Hope this works for everyone. Let me know if you think it is important to keep the tags for history of requests or something.

That sounds like the perfect solution. Thank you!

lerickson renamed this task from Materialize analytics queries to improve superset dashboard latency / Add lerickson and trueg to analytics-wikidata-users to Materialize analytics queries to improve superset dashboard latency.Fri, Mar 20, 6:15 PM

Project update:

  • We have a "wikidata" database
  • The user (and owner of the relevant HDFS directories) "analytics-wikidata" is set up and the WDP engineers are all members of it
  • Much Airflow dev tooling was improved
  • I examined the queries in our dashboard and decided what data to materialize. It will be: query date, user-agent, backend host, query time (and bucketed time), http status, and the graph name. We can of course add more columns if we need
  • I asked the data engineering experts about deleting data after 90 days, got some advice (might still be room for discussion)
  • I have an MR out for a monthly dag to populate this data, but I'm updating it to be a daily DAG to make retention/deletion easier to manage

Update:

  • The table exists: wikidata.wdqs_external_queries_by_user_agent_daily aggregates the queries by latency time class for each user agent per day, for user-agents with >1000 queries a day. We also store total query counts and the number of successful queries.
  • The DAG to populate this table has been deployed.
  • Data cleanup after 90 days at the row level happens via the data-populating DAG, too.
  • Another DAG to do Iceberg snapshot cleanup runs separately; this MR is under code review.

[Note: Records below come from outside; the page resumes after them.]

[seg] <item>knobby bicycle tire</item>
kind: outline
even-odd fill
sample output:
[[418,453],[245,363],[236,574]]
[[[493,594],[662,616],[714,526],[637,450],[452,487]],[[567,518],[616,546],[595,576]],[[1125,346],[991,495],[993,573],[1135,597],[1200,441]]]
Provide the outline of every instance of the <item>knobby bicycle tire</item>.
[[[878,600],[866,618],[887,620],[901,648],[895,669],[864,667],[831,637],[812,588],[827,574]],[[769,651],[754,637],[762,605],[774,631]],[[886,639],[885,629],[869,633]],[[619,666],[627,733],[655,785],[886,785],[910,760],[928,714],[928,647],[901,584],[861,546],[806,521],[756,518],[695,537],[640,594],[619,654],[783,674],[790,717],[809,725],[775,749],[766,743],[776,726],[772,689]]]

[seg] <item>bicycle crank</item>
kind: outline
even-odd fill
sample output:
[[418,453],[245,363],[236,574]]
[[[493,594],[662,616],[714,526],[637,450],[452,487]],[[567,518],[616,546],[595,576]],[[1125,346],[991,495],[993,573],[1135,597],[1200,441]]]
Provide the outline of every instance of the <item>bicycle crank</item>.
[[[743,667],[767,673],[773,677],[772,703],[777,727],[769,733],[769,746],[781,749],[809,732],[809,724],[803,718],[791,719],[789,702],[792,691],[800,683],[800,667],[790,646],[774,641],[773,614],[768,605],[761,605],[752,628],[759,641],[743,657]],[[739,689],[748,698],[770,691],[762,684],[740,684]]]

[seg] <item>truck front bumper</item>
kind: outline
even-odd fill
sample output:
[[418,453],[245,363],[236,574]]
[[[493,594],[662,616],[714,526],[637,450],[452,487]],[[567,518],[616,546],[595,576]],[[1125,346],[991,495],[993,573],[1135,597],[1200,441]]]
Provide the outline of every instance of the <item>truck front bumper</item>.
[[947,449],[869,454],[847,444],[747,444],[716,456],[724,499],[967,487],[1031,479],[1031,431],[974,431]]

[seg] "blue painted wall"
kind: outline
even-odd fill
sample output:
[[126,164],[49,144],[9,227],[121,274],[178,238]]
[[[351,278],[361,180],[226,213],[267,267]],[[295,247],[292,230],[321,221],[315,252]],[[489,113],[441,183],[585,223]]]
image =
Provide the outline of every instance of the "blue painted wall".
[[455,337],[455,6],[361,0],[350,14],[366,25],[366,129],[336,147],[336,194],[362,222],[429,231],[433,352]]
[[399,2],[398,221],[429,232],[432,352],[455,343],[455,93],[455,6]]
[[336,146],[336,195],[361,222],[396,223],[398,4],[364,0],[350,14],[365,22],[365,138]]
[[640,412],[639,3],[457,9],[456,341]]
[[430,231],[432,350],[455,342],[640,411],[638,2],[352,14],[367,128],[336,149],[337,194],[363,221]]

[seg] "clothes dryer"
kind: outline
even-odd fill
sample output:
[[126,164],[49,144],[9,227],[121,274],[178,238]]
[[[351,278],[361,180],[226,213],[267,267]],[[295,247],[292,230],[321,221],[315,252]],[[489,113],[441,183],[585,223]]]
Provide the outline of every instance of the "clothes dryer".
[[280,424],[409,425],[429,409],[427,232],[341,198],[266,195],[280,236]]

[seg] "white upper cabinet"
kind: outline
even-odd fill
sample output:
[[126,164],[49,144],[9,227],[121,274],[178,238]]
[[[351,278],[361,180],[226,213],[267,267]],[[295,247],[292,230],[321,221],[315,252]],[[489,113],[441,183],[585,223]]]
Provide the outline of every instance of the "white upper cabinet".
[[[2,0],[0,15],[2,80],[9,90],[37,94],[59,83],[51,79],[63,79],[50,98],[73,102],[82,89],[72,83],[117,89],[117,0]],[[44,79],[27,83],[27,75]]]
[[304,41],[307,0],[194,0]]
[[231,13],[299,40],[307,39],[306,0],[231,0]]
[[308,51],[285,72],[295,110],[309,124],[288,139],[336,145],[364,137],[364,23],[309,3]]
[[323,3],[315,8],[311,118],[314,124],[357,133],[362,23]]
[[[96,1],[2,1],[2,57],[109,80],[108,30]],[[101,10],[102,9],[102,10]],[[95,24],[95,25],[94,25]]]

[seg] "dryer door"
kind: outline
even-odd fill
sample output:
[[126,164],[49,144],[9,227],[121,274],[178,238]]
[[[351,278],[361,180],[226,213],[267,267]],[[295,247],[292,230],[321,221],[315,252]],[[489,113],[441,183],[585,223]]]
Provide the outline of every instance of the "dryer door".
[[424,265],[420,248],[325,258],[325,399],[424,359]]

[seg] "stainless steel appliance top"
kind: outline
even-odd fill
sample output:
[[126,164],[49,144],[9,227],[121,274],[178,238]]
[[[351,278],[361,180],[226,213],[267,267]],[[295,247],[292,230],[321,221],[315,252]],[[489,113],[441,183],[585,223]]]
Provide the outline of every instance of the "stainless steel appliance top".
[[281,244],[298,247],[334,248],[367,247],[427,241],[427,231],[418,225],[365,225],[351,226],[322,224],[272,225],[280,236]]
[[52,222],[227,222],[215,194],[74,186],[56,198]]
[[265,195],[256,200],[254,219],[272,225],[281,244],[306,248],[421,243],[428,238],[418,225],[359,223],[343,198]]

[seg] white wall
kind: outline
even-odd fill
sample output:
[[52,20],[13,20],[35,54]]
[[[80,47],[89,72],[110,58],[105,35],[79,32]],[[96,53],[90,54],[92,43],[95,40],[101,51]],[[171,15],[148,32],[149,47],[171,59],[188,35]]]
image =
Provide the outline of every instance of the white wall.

After the maintenance DAG has been deployed, I will enable both DAGs and update the Superset queries.

Change #1262212 had a related patch set uploaded (by Lerickson; author: Lerickson):

[operations/puppet@production] Add analytics-wikidata to the yarn capacity scheduler.

https://gerrit.wikimedia.org/r/1262212

Change #1262212 merged by Ryan Kemper:

[operations/puppet@production] Add analytics-wikidata to yarn capacity scheduler

https://gerrit.wikimedia.org/r/1262212

Merged patch and ran sudo -u yarn yarn rmadmin -refreshQueues on the active master an-master1003

The DAG to materialize the top user-agents (>1000 qpd) is running. It cleans up data >90 days as well, and I also set up a monthly maintenance DAG to delete old iceberg snapshots. This is in accordance with the standard practices around this type of data, according to a consultation I had with the data engineering advisors.

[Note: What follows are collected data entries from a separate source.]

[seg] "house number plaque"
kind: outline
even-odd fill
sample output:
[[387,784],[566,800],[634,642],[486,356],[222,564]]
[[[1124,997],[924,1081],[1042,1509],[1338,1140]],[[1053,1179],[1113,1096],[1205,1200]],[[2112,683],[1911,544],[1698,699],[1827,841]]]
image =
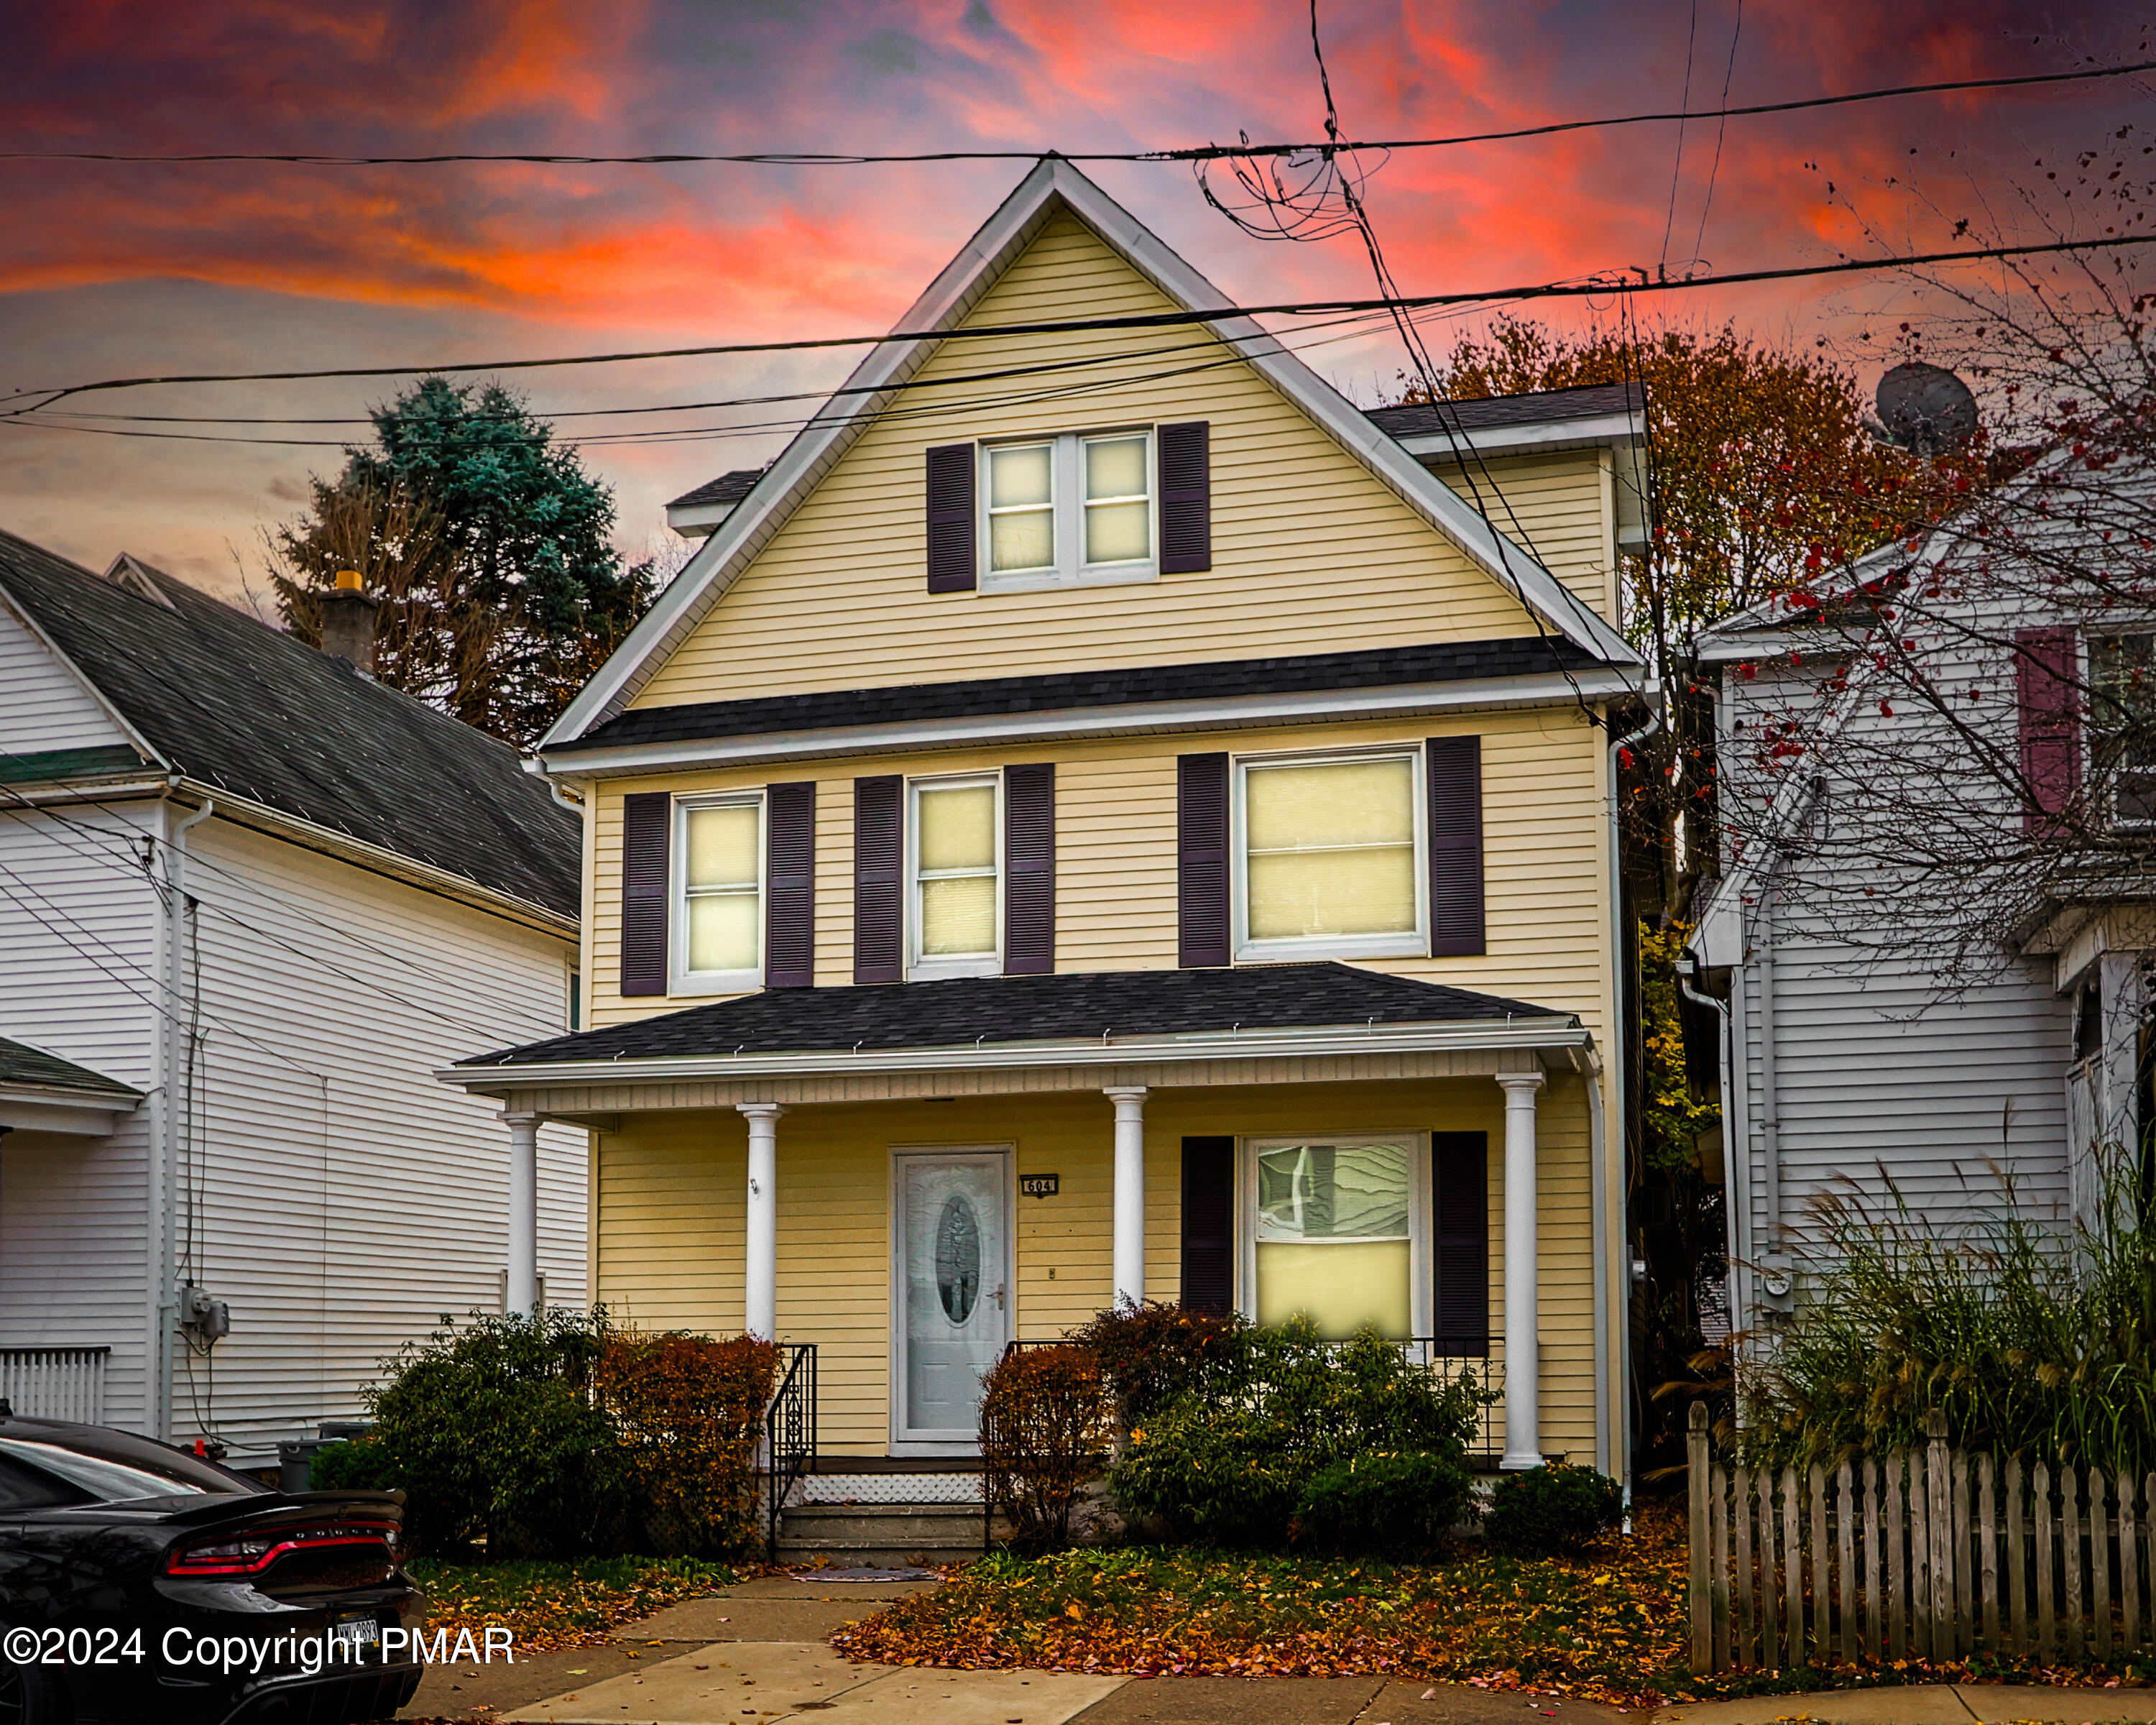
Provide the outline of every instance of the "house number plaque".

The superset dashboard with some views of this data is live: https://superset.wikimedia.org/superset/dashboard/wikidata-wdqs-top-user-agents

We can iterate on what exactly is in this dashboard. The important thing is that we now have data materialized in a way that makes querying it through superset fast and reliable.

This task met all AC and the dashboard looks great. Signing off on this task and resolving.